Saturday, January 18, 2014

Skinny Sausage Bake!

This is a SkinnyTaste recipe I ran across from a while back that I somehow missed all those times I've combed through Gina's awesome recipes! It originally calls for red pepper, but I'm not a super big fan, so I left that out. I guess you could pretty much add whatever you wanted!


Skinny Sausage Bake
adapted from SkinnyTaste

1 package of al fresco chicken sausage (so many good flavors, you could go with any one of them!), cut into slices (about 6-7 slices for each link)
1.5 lbs of potatoes (any type, I used a combo)
1 medium sweet onion, chopped
1 tsp. dried rosemary
garlic salt
cooking spray (I used my Misto)
salt and pepper

Preheat oven to 375. Place a piece of parchment paper on a cookie sheet with sides on it.

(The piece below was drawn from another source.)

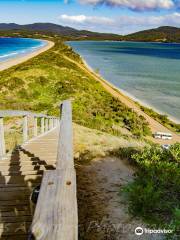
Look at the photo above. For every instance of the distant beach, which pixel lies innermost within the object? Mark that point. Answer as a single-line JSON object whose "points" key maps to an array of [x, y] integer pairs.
{"points": [[26, 56], [147, 73]]}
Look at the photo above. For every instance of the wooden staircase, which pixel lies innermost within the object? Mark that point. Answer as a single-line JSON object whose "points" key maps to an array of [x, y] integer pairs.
{"points": [[19, 174]]}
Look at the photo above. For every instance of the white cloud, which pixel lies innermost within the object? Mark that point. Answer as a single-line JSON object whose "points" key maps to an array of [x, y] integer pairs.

Cook potatoes. I cooked mine up really quickly in the microwave, but be sure to leave them a bit underdone so they won't mush up when you cut them up into chunks.

Spread cut-up chicken sausage, onion pieces, and potato chunks (along with ay other veggie you might be adding) and spread them out on the parchment papered cookie sheet.

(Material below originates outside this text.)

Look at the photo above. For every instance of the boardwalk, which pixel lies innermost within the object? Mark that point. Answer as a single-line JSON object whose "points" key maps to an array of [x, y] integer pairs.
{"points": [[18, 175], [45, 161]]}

Spray the veggies and sausage with the cooking spray, lightly sprinkle the rosemary and garlic salt over all of it. Salt and pepper everything as well to taste.

I baked everything for about 30 minutes, tossing everything about halfway through. After the toss, I did another mist of cooking spray with salt and pepper. Of course, all of that is to taste. I like salty potatoes!!

After the 30 minutes is completed, I bumped the temperature up to 425 degrees and placed the pan back in for 10-15 minutes to get a quick crust. This will end up being one of those dishes you will need to watch at the end to ensure things aren't getting burned. Based on how thick everything is cut, it might happen quickly.